Filling the Regulatory Gap
Frustrated with the FDA, USDA and FTC’s unwillingness to police the term ‘natural,’ some consumer groups feel that litigation is the best path to stopping the egregious marketing tactic. Recently, a number of class action lawsuits have been effective in compelling product companies to stop making bogus marketing claims. Some, like Naked Juice, settled a suit and will remove the term ‘natural.’ Others, like Barbara’s Bakery, agreed as part of their class action lawsuit settlement to go the extra step and mend their ways (they will use costly third-party verification such as the Non-GMO Project and stop using unnatural ingredients.) The Barbra’s Bakery move is seen as an example of a company filling the gap left by the government.
Nestle states her hope that the rules will be established that begin with organic standards but also exclude “anything synthetic, artificial and more than minimally processed.” She then concludes with the thought provoking statement:
…the public will be better served if the compromises in defining ‘natural’ come at the end of the negotiations rather than the beginning.
While we can hope that the FDA, USDA and FTC chose to define the term ‘natural’ it is likely to happen any time soon.
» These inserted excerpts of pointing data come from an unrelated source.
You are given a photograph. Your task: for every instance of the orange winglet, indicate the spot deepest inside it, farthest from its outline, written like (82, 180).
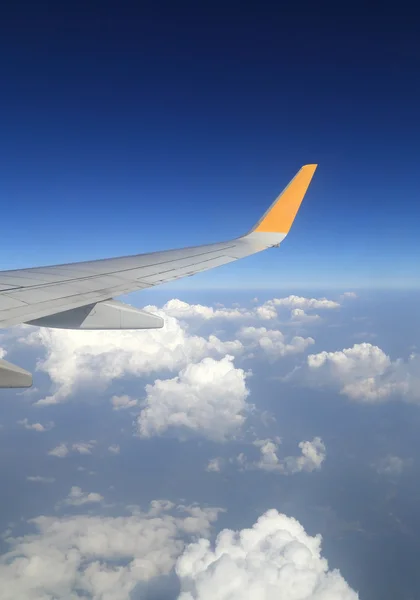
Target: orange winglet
(281, 214)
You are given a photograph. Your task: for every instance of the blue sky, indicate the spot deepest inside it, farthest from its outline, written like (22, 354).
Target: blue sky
(129, 129)
(281, 398)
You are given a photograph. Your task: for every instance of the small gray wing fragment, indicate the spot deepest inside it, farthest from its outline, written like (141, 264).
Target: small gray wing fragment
(12, 376)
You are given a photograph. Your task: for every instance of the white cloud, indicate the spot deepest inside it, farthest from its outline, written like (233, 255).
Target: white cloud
(392, 465)
(93, 359)
(84, 447)
(275, 559)
(215, 465)
(207, 397)
(77, 497)
(103, 558)
(363, 372)
(298, 315)
(182, 310)
(36, 426)
(295, 302)
(64, 449)
(59, 451)
(123, 402)
(312, 456)
(273, 342)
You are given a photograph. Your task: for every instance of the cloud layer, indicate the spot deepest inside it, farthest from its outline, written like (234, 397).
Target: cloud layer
(102, 558)
(208, 397)
(363, 373)
(274, 560)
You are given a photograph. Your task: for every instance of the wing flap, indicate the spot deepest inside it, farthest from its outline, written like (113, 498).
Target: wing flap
(102, 315)
(12, 376)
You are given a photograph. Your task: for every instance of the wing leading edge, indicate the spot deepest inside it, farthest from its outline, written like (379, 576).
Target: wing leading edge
(40, 295)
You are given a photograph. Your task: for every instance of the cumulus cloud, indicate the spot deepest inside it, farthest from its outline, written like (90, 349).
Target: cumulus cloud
(215, 465)
(64, 449)
(94, 359)
(392, 465)
(273, 342)
(298, 315)
(363, 372)
(59, 451)
(182, 310)
(103, 558)
(114, 449)
(36, 426)
(77, 497)
(84, 447)
(312, 456)
(206, 397)
(123, 402)
(293, 302)
(275, 558)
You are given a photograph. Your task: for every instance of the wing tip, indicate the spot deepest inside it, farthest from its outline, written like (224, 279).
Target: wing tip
(281, 214)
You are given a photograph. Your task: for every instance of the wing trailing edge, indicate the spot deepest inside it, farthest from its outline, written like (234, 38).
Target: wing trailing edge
(101, 315)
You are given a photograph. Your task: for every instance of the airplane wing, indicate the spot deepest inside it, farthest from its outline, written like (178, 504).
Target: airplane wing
(80, 295)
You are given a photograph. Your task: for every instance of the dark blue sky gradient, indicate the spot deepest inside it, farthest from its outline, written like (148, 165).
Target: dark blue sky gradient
(130, 127)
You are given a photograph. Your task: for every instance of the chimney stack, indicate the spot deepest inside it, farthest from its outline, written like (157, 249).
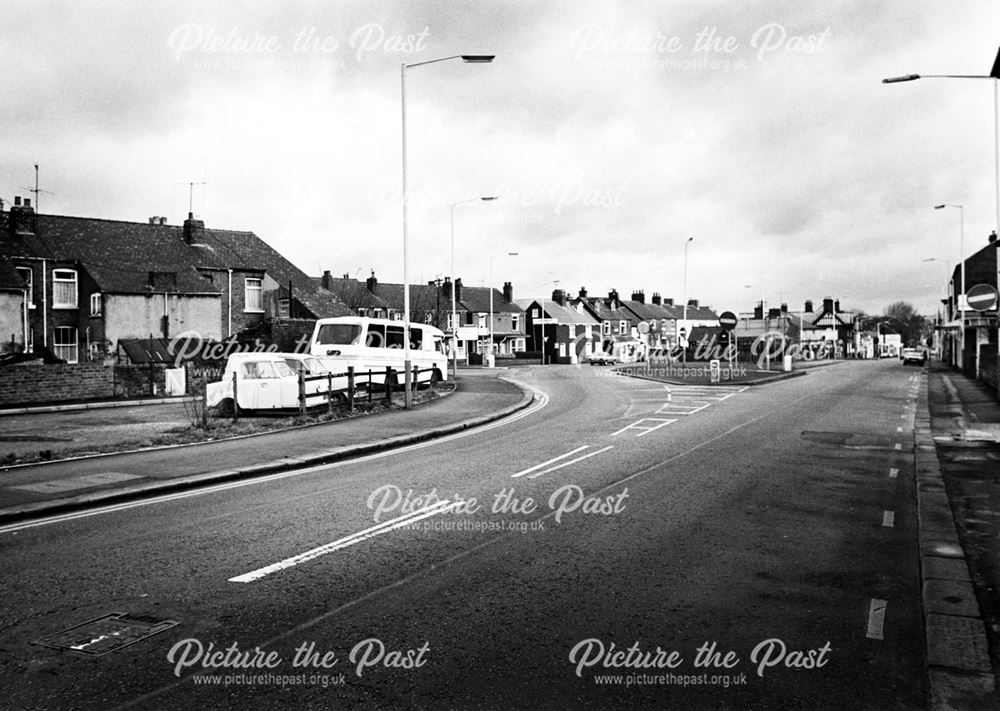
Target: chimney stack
(194, 230)
(22, 218)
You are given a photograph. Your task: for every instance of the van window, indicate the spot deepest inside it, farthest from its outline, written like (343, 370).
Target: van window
(265, 369)
(339, 334)
(376, 336)
(394, 336)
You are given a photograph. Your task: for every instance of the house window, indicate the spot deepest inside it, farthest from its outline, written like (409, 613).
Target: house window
(27, 274)
(64, 289)
(64, 345)
(253, 295)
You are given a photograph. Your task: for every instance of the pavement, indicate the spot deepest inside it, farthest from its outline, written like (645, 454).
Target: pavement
(958, 598)
(957, 446)
(36, 490)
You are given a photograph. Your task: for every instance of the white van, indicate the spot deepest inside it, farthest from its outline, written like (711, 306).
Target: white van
(375, 344)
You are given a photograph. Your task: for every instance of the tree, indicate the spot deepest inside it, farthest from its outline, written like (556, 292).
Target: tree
(907, 321)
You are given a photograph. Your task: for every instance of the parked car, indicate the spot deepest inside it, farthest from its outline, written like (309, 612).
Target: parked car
(602, 359)
(913, 355)
(265, 381)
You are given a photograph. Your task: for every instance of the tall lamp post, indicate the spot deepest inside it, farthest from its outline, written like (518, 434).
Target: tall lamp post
(963, 290)
(490, 350)
(995, 76)
(454, 298)
(407, 363)
(939, 334)
(684, 319)
(764, 320)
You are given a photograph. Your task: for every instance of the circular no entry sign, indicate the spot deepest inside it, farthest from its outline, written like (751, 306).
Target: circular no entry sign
(982, 297)
(728, 320)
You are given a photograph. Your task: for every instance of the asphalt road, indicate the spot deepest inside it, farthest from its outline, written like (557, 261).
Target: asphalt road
(771, 528)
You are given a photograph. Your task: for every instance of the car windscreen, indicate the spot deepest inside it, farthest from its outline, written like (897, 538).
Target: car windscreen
(339, 334)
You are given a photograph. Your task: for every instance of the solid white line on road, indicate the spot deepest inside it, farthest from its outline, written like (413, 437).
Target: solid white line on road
(646, 429)
(572, 461)
(344, 542)
(876, 618)
(551, 461)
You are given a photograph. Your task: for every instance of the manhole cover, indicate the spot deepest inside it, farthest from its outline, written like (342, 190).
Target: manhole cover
(851, 440)
(106, 634)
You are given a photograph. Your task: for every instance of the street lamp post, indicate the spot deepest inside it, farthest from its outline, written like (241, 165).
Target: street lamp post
(939, 334)
(684, 319)
(490, 349)
(407, 363)
(454, 299)
(964, 290)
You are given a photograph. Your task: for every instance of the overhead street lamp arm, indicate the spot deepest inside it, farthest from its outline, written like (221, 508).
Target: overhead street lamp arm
(467, 58)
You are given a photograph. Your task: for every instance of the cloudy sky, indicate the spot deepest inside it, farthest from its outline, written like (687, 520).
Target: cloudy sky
(611, 131)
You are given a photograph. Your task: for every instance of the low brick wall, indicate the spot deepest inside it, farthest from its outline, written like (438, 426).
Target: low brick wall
(32, 384)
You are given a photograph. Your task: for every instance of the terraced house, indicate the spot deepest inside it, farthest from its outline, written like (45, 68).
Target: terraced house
(88, 284)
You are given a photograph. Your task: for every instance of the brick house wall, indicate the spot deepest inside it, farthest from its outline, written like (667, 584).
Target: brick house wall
(29, 384)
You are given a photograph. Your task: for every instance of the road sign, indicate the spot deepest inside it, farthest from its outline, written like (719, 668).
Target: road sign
(982, 297)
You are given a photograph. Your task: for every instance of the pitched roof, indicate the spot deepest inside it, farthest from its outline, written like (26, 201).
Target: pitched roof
(132, 257)
(563, 314)
(118, 255)
(229, 249)
(10, 280)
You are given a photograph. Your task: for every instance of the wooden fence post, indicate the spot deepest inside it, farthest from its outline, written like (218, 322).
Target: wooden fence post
(204, 401)
(350, 388)
(236, 399)
(302, 393)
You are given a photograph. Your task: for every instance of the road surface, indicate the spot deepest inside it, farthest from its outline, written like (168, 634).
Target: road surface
(621, 544)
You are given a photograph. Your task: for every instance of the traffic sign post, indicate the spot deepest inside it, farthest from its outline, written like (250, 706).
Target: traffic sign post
(728, 321)
(981, 297)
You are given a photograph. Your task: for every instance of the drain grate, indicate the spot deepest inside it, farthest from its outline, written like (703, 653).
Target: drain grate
(106, 634)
For the time being it seems as if litigation — and fear of litigation — is the best path to stopping the mislabeling of foods (I think that was likely the motivation for the recent removal of ‘organic’ from Keebler Toasteds Harvest Wheat Crackers). In a recent online interview, Justin Prochnow, an attorney with Greenberg Traurig said that most of these lawsuits are settling because companies know that it is not worth years of litigation and millions of dollars in legal fees for cases that they only have a “50:50” chance of winning. When asked if its simply “too risky” for food companies to make a ‘natural’ claim, Porchow offered this:
It really has come down to a cost-benefit analysis and you really have to decide: Is that ‘natural’ or ‘all natural’ claim worth the potential risk of a class action lawsuit? I do tell a lot of my clients now as far as ‘all natural’ or ‘100% natural’, unless you pulled it out of the ground and stuck it in a box yourself, I would be very hesitant to make an ‘all natural’ claim …
Sadly, Porchnow goes on to say:
… taking ‘all’ or ‘100%’ off of the label and just making a ‘natural’ claim gives an company more leeway and greatly reduces the risk of anyone taking action for it.
So, it looks like for now up to consumers and their class action lawsuits to do what the FDA, USDA and FTC won’t. Its a sad world when litigation is the only path to pinning down the ‘natural’ label.